From the rumors rampant, this was the most dangerous part of the drive, and the drovers had made it known that they’d already had their bellies full of danger.
Here, the drovers said, “there was no law and no God.”
But on this drive there was Wolf Riker. And on this drive he was both.
After Riker made his latest announcement there was the look of disgust, of defiance, in the eyes of all trail men who had listened. But they were all too tired to convert that look into anything more.
At least for the time being.
I did get a chance to spend a few moments with my “fiancée.”

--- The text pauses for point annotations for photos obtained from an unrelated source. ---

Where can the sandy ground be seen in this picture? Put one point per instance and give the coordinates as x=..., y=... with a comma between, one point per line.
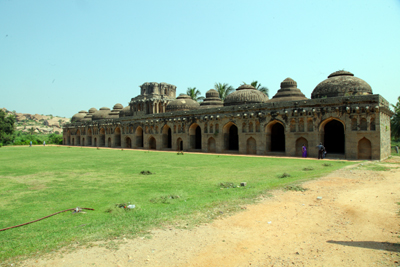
x=356, y=223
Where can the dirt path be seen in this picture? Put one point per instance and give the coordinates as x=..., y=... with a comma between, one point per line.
x=356, y=223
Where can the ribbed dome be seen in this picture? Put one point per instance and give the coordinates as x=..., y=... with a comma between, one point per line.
x=245, y=94
x=341, y=83
x=288, y=92
x=125, y=112
x=103, y=113
x=212, y=100
x=79, y=116
x=182, y=103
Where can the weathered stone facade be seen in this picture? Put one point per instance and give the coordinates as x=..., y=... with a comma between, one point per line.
x=343, y=114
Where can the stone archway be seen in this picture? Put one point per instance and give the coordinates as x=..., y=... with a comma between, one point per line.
x=364, y=149
x=211, y=147
x=251, y=146
x=231, y=136
x=166, y=137
x=334, y=137
x=299, y=146
x=195, y=136
x=128, y=142
x=117, y=137
x=152, y=143
x=179, y=144
x=139, y=136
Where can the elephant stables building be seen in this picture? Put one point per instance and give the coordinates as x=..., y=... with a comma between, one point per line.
x=343, y=114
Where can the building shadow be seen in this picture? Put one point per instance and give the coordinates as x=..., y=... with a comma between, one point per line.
x=395, y=247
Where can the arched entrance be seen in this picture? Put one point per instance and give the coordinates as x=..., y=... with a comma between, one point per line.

“Did you have a pleasant journey?” I smiled.
“First-class transportation.” She returned the smile. “And you?”
“Steerage,” I retorted.
“I saw some of what you did, Christopher. You were magnificent.”
“Scared stiff.”
“That’s what made it so magnificent.”
“Flaxen, if we get out of this . . .”
“Not if . . . when.”
“You’ve become an optimist . . . all right, when . . . there’s something I want to talk to you about. ‘Veltio Avrio.’”
“A better tomorrow?”
“That’s it.” I nodded. “Good night. See you in a couple of hours.”